Ich werde den Verdacht nicht los, dass einzelne Länder die aktuellen Zahlen einem Fünfjahresplan entnehmen, d.h. so ungefähr den Verlauf der geschönten chinesischen Kurve nachmodellieren. Das muss keine offene Lüge sein, es kann auch durch unterschiedliche Philosophien entstehen; wer beispielsweise kein Fieber misst und keinen Virustest macht, hat auch niedrigere Infektionszahlen und mehr unverdächtige Tote durch altersbedingtes Frühableben, die vielleicht anderswo dem Virus angelastet worden wären. – Ziemlich glaubwürdig scheinen mir hingegen die logarithmischen Kurven und der tägliche Faktor: Italien 5%, Deutschland 7%, Spanien 9%, UK 14%.
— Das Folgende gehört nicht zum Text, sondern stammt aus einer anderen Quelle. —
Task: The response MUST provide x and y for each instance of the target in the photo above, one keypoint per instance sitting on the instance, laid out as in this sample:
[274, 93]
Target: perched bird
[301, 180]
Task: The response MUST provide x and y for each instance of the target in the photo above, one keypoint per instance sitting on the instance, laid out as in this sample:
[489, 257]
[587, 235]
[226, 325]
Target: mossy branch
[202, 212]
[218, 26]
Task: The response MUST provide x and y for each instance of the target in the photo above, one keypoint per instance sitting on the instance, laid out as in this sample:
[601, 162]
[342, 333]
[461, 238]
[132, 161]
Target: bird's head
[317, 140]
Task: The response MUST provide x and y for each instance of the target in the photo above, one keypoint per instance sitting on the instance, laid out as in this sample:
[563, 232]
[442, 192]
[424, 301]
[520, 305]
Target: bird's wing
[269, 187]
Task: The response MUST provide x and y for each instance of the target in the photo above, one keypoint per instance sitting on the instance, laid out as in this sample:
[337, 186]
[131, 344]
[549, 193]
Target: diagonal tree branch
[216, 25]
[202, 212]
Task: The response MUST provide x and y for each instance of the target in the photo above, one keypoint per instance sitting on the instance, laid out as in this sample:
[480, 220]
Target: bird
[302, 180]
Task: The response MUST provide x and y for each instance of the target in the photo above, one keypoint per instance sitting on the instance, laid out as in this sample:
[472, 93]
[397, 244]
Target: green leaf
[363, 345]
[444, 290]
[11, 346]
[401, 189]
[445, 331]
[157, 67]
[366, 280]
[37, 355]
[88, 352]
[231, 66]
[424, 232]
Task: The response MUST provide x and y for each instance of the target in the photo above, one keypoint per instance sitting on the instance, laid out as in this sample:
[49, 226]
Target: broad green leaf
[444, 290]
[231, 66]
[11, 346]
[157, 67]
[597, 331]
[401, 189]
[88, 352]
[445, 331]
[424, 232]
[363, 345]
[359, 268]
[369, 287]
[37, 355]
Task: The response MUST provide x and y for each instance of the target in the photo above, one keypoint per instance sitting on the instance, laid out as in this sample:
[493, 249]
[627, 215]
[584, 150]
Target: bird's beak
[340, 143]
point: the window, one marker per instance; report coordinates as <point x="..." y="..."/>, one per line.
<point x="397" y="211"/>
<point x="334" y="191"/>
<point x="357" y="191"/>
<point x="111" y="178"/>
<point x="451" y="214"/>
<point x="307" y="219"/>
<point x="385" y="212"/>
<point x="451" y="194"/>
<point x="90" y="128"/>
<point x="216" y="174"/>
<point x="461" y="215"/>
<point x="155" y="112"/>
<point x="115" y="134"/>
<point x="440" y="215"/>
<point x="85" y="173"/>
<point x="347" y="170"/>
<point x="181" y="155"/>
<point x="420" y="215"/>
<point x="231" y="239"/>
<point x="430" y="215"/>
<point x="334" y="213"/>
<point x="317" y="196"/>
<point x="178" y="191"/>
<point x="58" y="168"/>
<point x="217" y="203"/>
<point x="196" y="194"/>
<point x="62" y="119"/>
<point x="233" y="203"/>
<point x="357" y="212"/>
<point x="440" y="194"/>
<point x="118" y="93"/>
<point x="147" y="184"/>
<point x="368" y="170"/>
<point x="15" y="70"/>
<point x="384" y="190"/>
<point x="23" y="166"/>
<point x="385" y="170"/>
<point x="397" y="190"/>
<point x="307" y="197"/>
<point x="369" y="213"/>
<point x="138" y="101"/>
Bernhard Idler / 31.03.2020

Das kommt mir arg professoral vor. Das Robert-Koch-Institut hat während der Pandemie andere Prioritäten, als möglichst detaillierte Statistiken zu produzieren. Auch sehe ich nicht, wie diese Detaillierung den “Verantwortungsträgern” helfen könnte. Hätte eine Differenzierung nach Geschlecht Konsequenzen für die Entscheidungen? Sicher nicht, damit ist sie überflüssig für die Bekämpfung der Pandemie. Rein akademisch interessante Daten sind etwas für ruhige Zeiten, in denen man sonst nichts zu tun hat.